The Boluositanmiao Complex is mainly composed of felsic gneisses, and the protolith crystallization ages of these felsic gneisses are determined at ca. 1.84–1.82 Ga [30,48,49].

In the Bayanwulashan Complex, there are felsic gneisses, amphibolites and metasedimentary rocks [28,36,37,42,48,50,51]. Zircon U–Pb dating indicates that the crystallization age for the protolith of felsic gneisses is ca. 2.40 to 2.23 Ga [48,50], whereas the metamorphic ages of these rocks have been constrained to be ca. 1.96–1.77 Ga [28,36,37]. The crystallization ages for the protolith of amphibolites were dated at ca. 2.30–2.34 Ga, which have metamorphic ages of ca. 1.94–1.80 Ga [36,51]. The detrital zircons from metasedimentary rocks (e.g., felsic paragneiss) range from ca. 2.50 to 2.27 Ga, which underwent ca. 1.90–1.80 Ga metamorphism [36,42]. These late Paleoproterozoic metamorphic ages in the Diebusige and Bayanwulashan Complexes indicate that the Alxa Block may be the westward extension of the KB [27,30,33,34,35].

3. Analytical Methods

The mineral compositions (Tables S1–S3) were analyzed using the JEOL JXA-8230 electron microprobe (EMP) at the State Key Laboratory of Continental Dynamics (SKLCD), Northwest University, Xi’an.
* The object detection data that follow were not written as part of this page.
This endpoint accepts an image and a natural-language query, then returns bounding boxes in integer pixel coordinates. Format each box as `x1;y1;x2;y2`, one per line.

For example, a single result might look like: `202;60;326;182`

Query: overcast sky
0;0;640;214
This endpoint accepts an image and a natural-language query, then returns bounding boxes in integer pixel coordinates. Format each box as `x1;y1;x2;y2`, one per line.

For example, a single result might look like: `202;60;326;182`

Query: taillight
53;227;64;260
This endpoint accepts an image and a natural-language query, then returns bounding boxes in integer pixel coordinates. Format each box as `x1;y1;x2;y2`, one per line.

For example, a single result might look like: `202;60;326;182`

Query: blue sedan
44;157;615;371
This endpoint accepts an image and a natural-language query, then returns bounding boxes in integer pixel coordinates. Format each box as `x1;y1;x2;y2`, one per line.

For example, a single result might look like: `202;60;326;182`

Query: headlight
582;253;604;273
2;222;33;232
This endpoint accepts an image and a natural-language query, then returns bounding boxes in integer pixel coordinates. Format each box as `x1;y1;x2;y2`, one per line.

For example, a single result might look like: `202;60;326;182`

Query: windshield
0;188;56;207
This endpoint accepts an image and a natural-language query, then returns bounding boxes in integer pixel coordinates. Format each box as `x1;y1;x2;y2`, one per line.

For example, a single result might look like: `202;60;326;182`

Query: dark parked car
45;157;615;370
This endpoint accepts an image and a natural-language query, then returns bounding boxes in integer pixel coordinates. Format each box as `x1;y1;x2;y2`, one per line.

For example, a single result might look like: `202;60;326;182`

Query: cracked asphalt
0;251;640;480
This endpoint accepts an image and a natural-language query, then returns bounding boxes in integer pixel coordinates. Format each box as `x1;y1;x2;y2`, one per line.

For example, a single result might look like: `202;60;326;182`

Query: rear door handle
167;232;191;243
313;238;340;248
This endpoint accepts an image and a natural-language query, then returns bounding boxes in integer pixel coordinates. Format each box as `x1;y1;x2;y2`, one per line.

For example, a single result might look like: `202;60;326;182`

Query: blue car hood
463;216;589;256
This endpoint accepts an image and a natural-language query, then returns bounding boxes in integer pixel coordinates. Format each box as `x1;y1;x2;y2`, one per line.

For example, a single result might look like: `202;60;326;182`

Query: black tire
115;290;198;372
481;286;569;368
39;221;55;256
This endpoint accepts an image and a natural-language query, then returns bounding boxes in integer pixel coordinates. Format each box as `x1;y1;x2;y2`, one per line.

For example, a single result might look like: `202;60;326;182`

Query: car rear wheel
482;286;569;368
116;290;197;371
The operating conditions are a 15 kV accelerating voltage, a beam current of 10 nA, and a beam diameter of 2 μm.

The whole-rock compositions were determined by X-ray fluorescence (XRF) analyses (Table 1) at the SKLCD, Northwest University, Xi’an. The FeO compositions were measured by a titration method at the Regional Geology and Mineral Resources Institute, Langfang, Hebei province.

Separated zircon grains were mounted in epoxy resin and polished to expose grain centers. Cathodoluminescence (CL) imaging was carried out at Tuoyan Analytical Technology Co., Ltd., Guangzhou, which was used to identify internal structures of zircons. Zircon U–Pb dating and rare earth element (REE) analysis were simultaneously carried out by using laser ablation inductively coupled plasma mass spectrometry (LA-ICP-MS) at the Wuhan Sample Solution Analytical Technology Co., Ltd., Wuhan, China. The laser spot was 24 µm in size, and a laser frequency of 5 Hz was used. Harvard zircon 91500 and glass NIST610 were selected as external standards. Detailed operating conditions, analytical procedures, and data processing methods can be found in Liu et al. (2010) [52].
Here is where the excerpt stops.